Mr Xi was speaking yesterday at the inauguration ceremony of Macau's new government on the 15th anniversary of its handover from Portuguese to Chinese rule, in his first visit since becoming China's leader two years ago.
But the speech was clearly meant for neighbouring Hong Kong's ears as well, coming five days after the end of the Occupy movement, the city's biggest political crisis since its 1997 handover.
For 79 days, protesters blockaded major roads demanding greater rights to directly elect their chief executive. The protest was also the culmination of rising tensions between the mainland and Hong Kong, including over perceptions that Beijing was increasingly interfering in the city's domestic affairs.
At the same time, the central government had clearly become uneasy over signs that it had yet to win over the hearts of Hong Kongers, especially the younger generation, and over the radicalisation of the pro-democracy camp.
All this cast some doubt on the execution of the "one country, two systems" formula in Hong Kong.

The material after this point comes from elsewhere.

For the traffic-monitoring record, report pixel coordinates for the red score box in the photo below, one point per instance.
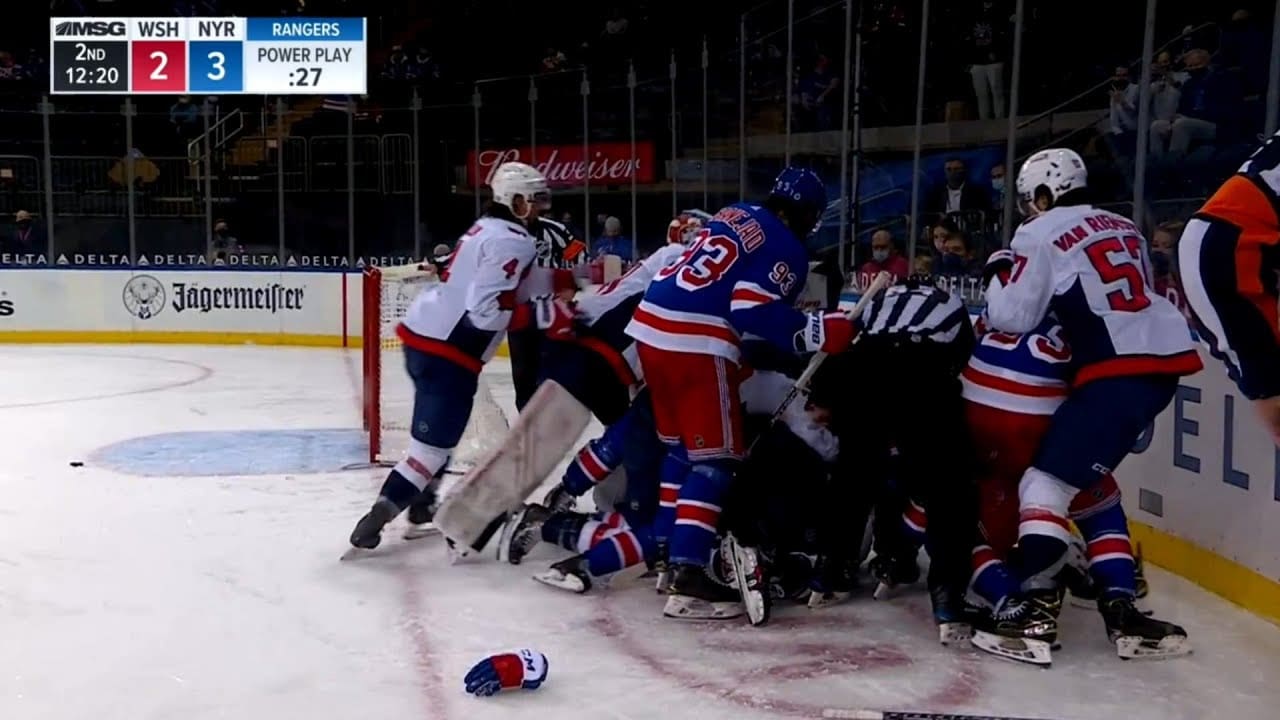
(158, 65)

The brainchild of the late leader Deng Xiaoping, it was conceived to woo Taiwan but adapted for Hong Kong and Macau, promising "a high degree of autonomy", "Hong Kong/Macau people governing Hong Kong/ Macau" and "50 years of no change" under Chinese sovereignty. While the model has not gained traction in Taiwan, Mr Xi said in September that it should be the basis for cross-strait reunification.
Yesterday, he praised Macau - long seen as a more pliant SAR - for how the formula had "taken root in the hearts of the Macau people".

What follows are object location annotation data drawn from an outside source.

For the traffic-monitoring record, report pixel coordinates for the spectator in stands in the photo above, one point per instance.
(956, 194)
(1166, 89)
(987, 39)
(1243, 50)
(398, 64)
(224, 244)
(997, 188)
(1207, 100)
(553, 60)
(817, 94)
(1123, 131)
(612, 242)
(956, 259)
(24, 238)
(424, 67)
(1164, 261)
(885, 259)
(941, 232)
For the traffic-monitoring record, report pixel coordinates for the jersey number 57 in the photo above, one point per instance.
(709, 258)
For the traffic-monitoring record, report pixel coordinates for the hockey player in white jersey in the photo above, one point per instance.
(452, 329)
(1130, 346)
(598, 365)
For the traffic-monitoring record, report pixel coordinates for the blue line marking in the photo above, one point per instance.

"If there is proper understanding of the 'one country, two systems' formula, and a focus on developing the economy, improving people's lives and cultivating a 'love country, love Macau' mindset, Macau will have an even more beautiful future," he said. There was no allusion to the city's nascent pro-democracy movement which yesterday staged protests calling for universal suffrage.

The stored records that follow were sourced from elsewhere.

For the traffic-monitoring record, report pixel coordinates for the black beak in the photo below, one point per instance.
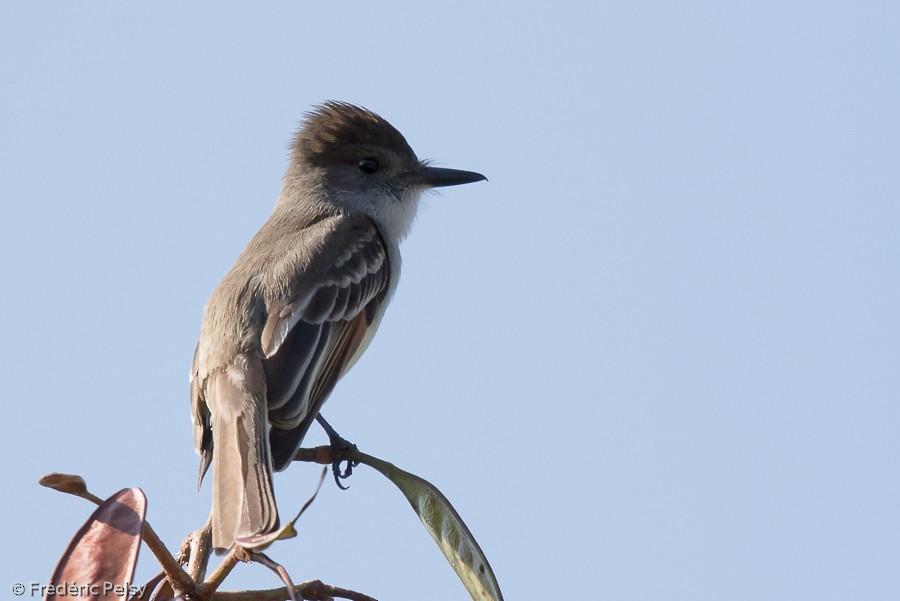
(437, 177)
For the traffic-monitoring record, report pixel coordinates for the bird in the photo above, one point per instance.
(300, 305)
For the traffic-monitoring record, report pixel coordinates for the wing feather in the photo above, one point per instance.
(310, 340)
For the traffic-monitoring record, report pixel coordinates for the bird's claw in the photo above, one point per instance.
(339, 448)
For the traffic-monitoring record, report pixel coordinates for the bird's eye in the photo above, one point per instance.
(369, 165)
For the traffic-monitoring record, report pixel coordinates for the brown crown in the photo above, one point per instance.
(334, 131)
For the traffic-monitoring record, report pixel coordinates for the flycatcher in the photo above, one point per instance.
(301, 304)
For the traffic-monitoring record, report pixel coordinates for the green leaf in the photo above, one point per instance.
(446, 528)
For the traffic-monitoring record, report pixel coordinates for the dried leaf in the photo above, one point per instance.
(68, 483)
(102, 555)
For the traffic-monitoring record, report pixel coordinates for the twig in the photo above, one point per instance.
(200, 550)
(314, 590)
(237, 554)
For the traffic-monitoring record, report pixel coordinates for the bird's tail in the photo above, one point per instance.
(243, 496)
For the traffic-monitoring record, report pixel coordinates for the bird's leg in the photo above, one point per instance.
(339, 446)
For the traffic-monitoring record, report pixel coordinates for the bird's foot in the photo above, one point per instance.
(339, 448)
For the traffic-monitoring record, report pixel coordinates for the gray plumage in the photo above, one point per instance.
(300, 305)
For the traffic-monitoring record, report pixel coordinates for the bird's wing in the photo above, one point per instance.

Instead, in what seems to be a warning for Hong Kong as well, Mr Xi said that Macau needs to be on the alert against "external forces' infiltration and interference" to ensure its unity. He also called on Macau to put at its forefront the teaching of`China's history and "patriotic education" for its youth to better understand the country's achievements.
Both topics are sensitive in Hong Kong. Beijing had accused foreign entities of being behind the Occupy movement, while a student-led protest in 2012 forced the introduction of a "national education" curriculum to be put on hold.
Separately, Mr Xi said the situation in Hong Kong has improved and praised the work of its chief executive Leung Chun Ying, Xinhua news agency reported.
In a meeting with Mr Leung in Macau, Mr Xi said the Hong Kong government and police had fulfilled their duties and that the central authorities would continue to support him.